Ultramarathon running, in my opinion, is a team life sport. I categorize it as such because I truly believe that each one of us is out there working together to help race against ourselves in surpassing our own physical limitations.

We collaborate by sharing our experiences within the running community in hopes to learn from each other and grow. Sure there are placements and best times–this keeps things interesting and expands our perception on what’s possible–but it takes more than just the drive to win when running 100 miles in the 100-degree heat, or moving forward for 24 hours in the frigid cold trying to beat a personal best.

It takes faith in something larger than ourselves when attempting to tackle some of the toughest bouts of human endurance on the planet, where we set out in an attempt to overcome our own physical and mental limitations.

In life we all need to grow and progress. This is our natural human instinct. This is why we’ve advanced from living in caves to flying in spaceships.

The aim of this blog is for just that purpose: helping each other grow as runners. If sharing my experiences helps just one person reach that finish line then I consider it a success.

Personally, I began my journey in the ultramarathon world four years ago. Since then, between races and training runs, I’ve ran well over 100 ultra distances. This has given me miles and miles of hands-on experience.

As an avid fitness enthusiast I’ve achieved certifications as both a nutrition consultant and a personal trainer. I hold a bachelors degree in Business Management and an MBA in Social Impact. I’m a father of three wonderful children and married to the love of my life. I thank God for all the blessings is my life.

I’ve developed a training method to allow my body to run frequent, long runs and recover fast. The results have been nothing short of amazing: I’ve ran 100- and 200-mile ultras, a 24- and 72-hour ultra, a 50K training run with zero food or water, trained and recovered permanently from ITBS, and learned how to eliminate intense repetitive stomach issues on race day.  

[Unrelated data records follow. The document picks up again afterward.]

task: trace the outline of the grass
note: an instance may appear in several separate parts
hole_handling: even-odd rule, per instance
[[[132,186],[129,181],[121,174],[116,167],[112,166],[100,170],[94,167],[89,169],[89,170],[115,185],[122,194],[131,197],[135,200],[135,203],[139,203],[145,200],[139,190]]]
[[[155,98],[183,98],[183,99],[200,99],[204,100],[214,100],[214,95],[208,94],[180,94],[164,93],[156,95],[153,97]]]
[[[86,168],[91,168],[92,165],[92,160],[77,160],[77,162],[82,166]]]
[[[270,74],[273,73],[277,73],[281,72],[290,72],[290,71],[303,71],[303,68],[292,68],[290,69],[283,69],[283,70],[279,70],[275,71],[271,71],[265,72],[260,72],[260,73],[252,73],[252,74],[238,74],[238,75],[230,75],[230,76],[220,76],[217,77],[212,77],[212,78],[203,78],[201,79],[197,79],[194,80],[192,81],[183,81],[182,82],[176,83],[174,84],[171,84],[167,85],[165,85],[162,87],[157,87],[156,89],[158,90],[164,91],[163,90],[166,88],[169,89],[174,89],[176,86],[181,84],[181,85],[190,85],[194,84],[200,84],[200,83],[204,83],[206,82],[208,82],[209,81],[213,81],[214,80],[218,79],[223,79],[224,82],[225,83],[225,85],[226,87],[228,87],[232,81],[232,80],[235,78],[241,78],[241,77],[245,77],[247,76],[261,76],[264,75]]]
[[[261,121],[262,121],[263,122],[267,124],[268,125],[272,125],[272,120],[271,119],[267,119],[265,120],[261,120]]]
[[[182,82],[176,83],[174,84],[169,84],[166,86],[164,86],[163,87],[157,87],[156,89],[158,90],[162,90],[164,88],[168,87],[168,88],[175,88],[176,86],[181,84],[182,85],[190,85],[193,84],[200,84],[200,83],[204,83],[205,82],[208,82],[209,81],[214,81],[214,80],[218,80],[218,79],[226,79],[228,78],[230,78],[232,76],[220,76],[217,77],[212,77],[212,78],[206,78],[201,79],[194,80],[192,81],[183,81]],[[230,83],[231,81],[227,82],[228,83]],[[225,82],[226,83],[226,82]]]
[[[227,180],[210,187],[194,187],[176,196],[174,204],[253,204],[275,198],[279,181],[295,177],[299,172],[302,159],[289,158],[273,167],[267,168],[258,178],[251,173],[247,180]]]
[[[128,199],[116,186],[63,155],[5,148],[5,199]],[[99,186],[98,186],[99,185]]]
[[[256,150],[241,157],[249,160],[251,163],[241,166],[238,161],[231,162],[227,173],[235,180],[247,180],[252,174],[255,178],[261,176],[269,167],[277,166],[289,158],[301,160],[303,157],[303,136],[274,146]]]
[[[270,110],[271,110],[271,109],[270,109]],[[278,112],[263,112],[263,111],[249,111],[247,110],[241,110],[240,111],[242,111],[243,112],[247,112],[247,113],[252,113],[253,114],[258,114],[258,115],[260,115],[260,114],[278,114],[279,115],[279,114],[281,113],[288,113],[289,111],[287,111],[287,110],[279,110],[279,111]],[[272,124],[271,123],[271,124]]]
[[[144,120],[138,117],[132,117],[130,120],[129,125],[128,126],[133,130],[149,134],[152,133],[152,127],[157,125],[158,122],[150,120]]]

My favorite part of ultra running is how we simplistically set out to achieve the impossible. It’s a direct relation to the flame that burns inside each and every one of us.

It doesn’t matter who you are, who you know, or how much money you have. There are no shortcuts. All you have is the motivation that drives you, your running shoes, and 100 miles of dirt between you and the finish line. I find this highly inspirational.

Running has changed my life for the better and for that I am forever grateful. So please enjoy the posts, push your limits, and above all keep moving forward!